Depends on how they arrive at it. If they create true AI with lots of spare capacity then maybe Google is threatened, but what seems more likely to me is that true AI is achieved in some hodgepodge system that wasn't well architected to scale. An example of this would be a true AI that came about as a result of embodiment in a robot. Yes, it is true AI but that doesn't mean it knows how to read, let alone read and understand billions of webpages. Even if it could read a page of general text at the level of an average adult, that doesn't mean it can read it quickly.
[EDIT]
And as an addendum to this fun tangent, even if the AI was capable, in principle, of reading billions of webpages fast and well, we don't know the power requirements would be for this. This hypothetical small company may have stumbled upon the right algorithms and the right training data to produce a true AGI, but they may simply not have the hardware or the engineering know-how to scale it up across multiple processors. Or scaling it up may require too much (i.e., more than the company can afford) data bandwidth if the robot is controlled. Again, it depends on the details of how they arrived at the AGI.

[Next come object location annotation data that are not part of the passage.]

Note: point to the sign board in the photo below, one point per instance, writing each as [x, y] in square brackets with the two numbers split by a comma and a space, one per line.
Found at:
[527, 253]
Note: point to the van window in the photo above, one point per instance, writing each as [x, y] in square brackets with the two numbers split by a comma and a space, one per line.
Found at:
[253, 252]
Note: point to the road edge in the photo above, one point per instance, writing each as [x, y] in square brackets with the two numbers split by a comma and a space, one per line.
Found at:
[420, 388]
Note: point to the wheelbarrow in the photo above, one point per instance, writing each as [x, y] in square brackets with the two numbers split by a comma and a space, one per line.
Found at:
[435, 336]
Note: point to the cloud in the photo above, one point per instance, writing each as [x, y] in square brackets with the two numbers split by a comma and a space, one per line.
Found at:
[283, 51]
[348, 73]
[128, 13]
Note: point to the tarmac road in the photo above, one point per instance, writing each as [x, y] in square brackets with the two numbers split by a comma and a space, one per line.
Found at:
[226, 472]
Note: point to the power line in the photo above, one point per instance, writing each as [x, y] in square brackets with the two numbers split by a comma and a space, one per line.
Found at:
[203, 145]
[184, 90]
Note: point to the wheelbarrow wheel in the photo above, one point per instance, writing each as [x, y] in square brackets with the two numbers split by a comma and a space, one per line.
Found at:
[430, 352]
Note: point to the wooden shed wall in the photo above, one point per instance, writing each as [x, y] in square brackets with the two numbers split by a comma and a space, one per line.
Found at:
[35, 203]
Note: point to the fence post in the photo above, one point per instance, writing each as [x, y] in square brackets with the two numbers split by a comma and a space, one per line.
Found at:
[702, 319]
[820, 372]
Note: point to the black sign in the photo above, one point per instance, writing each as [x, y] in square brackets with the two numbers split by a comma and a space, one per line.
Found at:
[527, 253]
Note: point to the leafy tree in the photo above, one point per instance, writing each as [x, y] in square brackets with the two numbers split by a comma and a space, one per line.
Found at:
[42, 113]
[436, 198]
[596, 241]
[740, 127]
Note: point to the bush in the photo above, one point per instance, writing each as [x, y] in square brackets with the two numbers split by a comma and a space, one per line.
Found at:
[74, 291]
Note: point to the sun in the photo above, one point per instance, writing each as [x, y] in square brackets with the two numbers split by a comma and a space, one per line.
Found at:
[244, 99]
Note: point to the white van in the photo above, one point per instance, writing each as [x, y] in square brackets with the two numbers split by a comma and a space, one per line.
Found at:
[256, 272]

And, more likely, if a small company does come up with a great AI, they're going to get bought be Google, not compete. Reason being you are still going to need the sheer hardware capacity (a LOT of it) to process so much data. I remember a good article about how YouTube would have likely hit serious trouble had Google not bought them. YouTube was starting to crumble under the exponential growth in load, and Google was perfectly matched to provide infrastructure support.
Maybe. Search is a resource-intensive algorithmic problem. So you need one of two things to beat Google: more resources or a much better algorithm.
You're not going to get the first unless you're Facebook or Amazon or God, but maybe you can build a smarter algorithm. You are up against an army of some of the smartest computer scientists and mathematicians ever assembled -- but what you have going for you is a complete lack of inertia or legacy. You could try crazy things that Google might not, because they won't think it'll work. If you get lucky, one of those blows up. But you have to get very lucky (this is the Innovator's Dilemma in a nutshell).
You can also niche your space. Hoogle would be an example of that. If you know the searcher cares about Haskell functions only I imagine you can beat Google in that space. That solution probably expands to other interest spheres.
Additionally, you'll still have to find a way to make money. Even if you manage to get on par with Google's search results, it is difficult to replicate their advertising cash cow, and even more difficult to invent a completely new monetization strategy and make it successful.
And there will not be any time soon. Writing an efficient crawler for what we call the "modern" web is not something a small or even median-size company can pull off. Google enjoys a tremendous competitive advantage: people specifically optimize webpages for what it can and cannot do. So any newcomer to the field will have to replicate tons of technologies Google had years to perfect (in addition to solving problems like storage, search logic and bandwidth management).